Shefali could so easily have turned into a character that is screechy and shrewish, but Mini Mathur’s understated and measured performance lends subtleness and style to her role. She mouths her lines so matter-of-factly, that the viewer is drawn into the episode. It is a commendable web and acting debut from Mathur, who’s been a consummate VJ and host until now.
Cyrus Sahukar, of course, is outstanding. His acting, sloshed with hidden nuances and chutzpah, and his screen presence, amazing and attention-grabbing, help getting us invested into his harried, henpecked husband act. And we all are familiar with his impeccable comic timing, the cherry on the proverbial cake.

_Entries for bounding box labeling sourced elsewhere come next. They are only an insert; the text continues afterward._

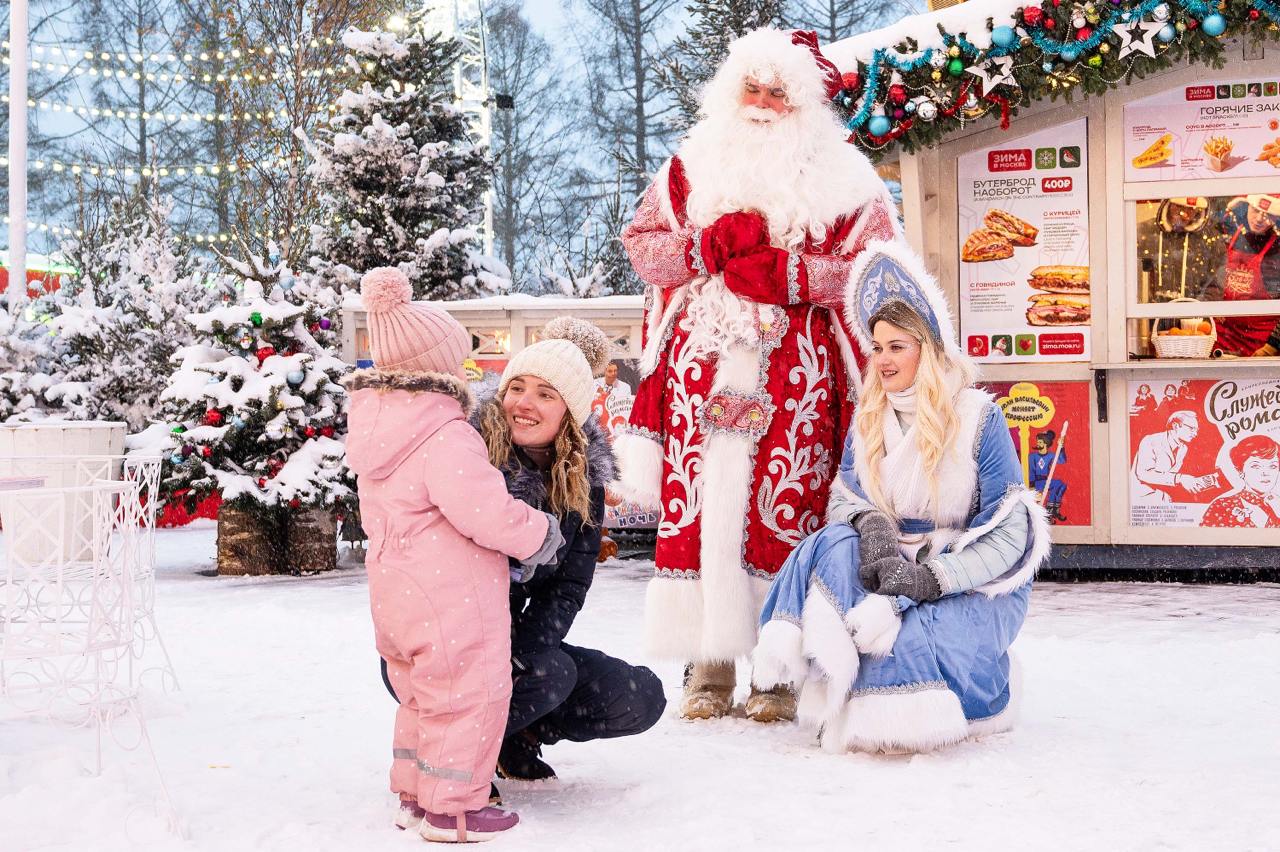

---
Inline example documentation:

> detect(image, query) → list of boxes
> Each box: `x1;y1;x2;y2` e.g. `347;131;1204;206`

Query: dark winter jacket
472;400;616;665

The actors that play the kids’ roles are equally good and hold their own in the presence of the powerhouse of talent in their midst. Sushmita Mukherjee as the meddling mother-in-law adds heft to the cast, perfect as it already is.
The dialogues brim with sparkling humour and are intelligent AF. The ones where Rishabh sneaks in insinuations at the Doc for his expensive consultations had us laughing out loud. We admit that the first few episodes veered toward monotony, but the series gathers steam in the next several episodes, and becomes decidedly funnier and crazier as it moves forward – makes us glad that we persisted watching till the very end.
And we recommend you do the same. Watch it asap, folks!
In the meanwhile, 3.5/5 is our rating for Mind The Malhotras.